After seven days, she went looking for answers.

Her pewter chair yawned as she sat at her desk in the library, but it showed no trace of her ghost—the outline Nadya had laughed at her for leaving behind. Amoret read until the horizon was black, but the clocks were odd and time was uncertain. She traced the lines of her stack of books, murmuring the words under her breath. Immortality, mutilation, rudimentary body. Horcrux. They formed milky clouds in the cold. Sleep blanketed her shivering body.

She shook awake from a nightmare. She read again. She left notes in the margins.

The body bound by a horcrux could not be destroyed. It would, instead, linger in spirit and soul. Amoret dipped her quill in the ink.

Linger how? she wrote. What form would it take? What would happen to someone trapped in one?

It had never been done. Her cursive sagged.

She dug through the restricted section again, but as she knew, details on horcruxes were almost impossible to come by. Even the darkest witches and wizards were wary of toeing the line between life and death. Branches of necromancy were the most unpredictable sort of magic. They stole what death was not ready to give, and death was an unforgiving power to usurp.

The mechanisms of sacrifice had too many faults: love interrupted, magic barricaded, survival instinct drove death backward. Those who wanted to live weren't defeated easily.

Amoret only had it in her to laugh under her breath and wince at her sore lungs—precisely why he picked you, you sorry girl.
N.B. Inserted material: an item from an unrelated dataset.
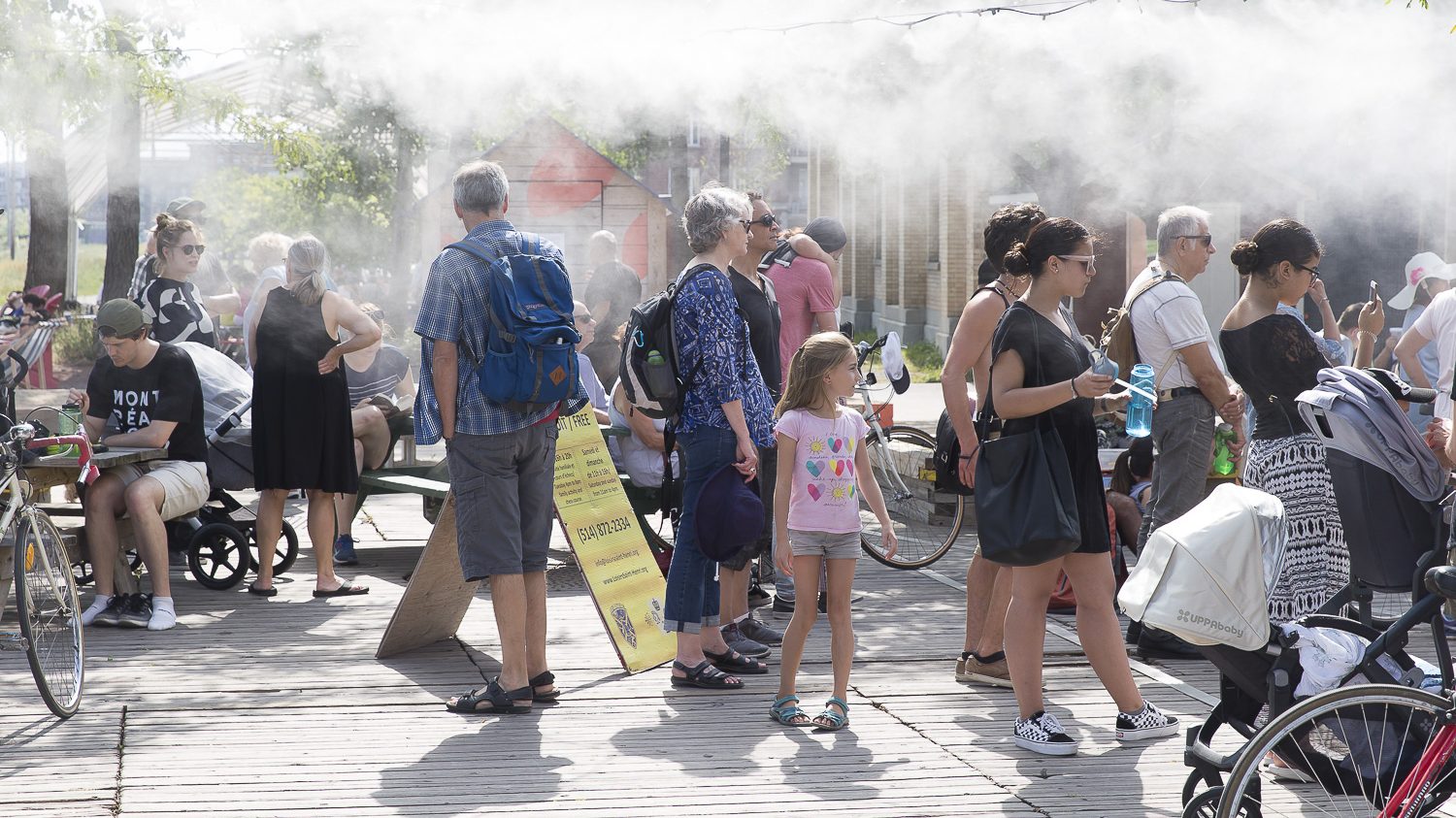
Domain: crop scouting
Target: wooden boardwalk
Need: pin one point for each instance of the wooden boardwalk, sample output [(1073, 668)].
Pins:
[(277, 706)]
She was chosen to live for the same reason he'd chosen Ruby and Myrtle to die.

Amoret left her books scattered on the desk.

The Room of Requirement hadn't changed since she left it. In nearby corridors, the serpentine voices still murmured her name, still drawled out the syllables and then slithered into the cracks. The rose-and-thorn door loomed in passing. Amoret waited for it to transform. She called on the familiar black panels and the golden flower handle. It remained the same. It asked to be fed. She wanted to be pricked by it, and bleed, and watch the rose vines fill red like intravenous tubes.

The want frightened her. She walked away, and the voices didn't follow.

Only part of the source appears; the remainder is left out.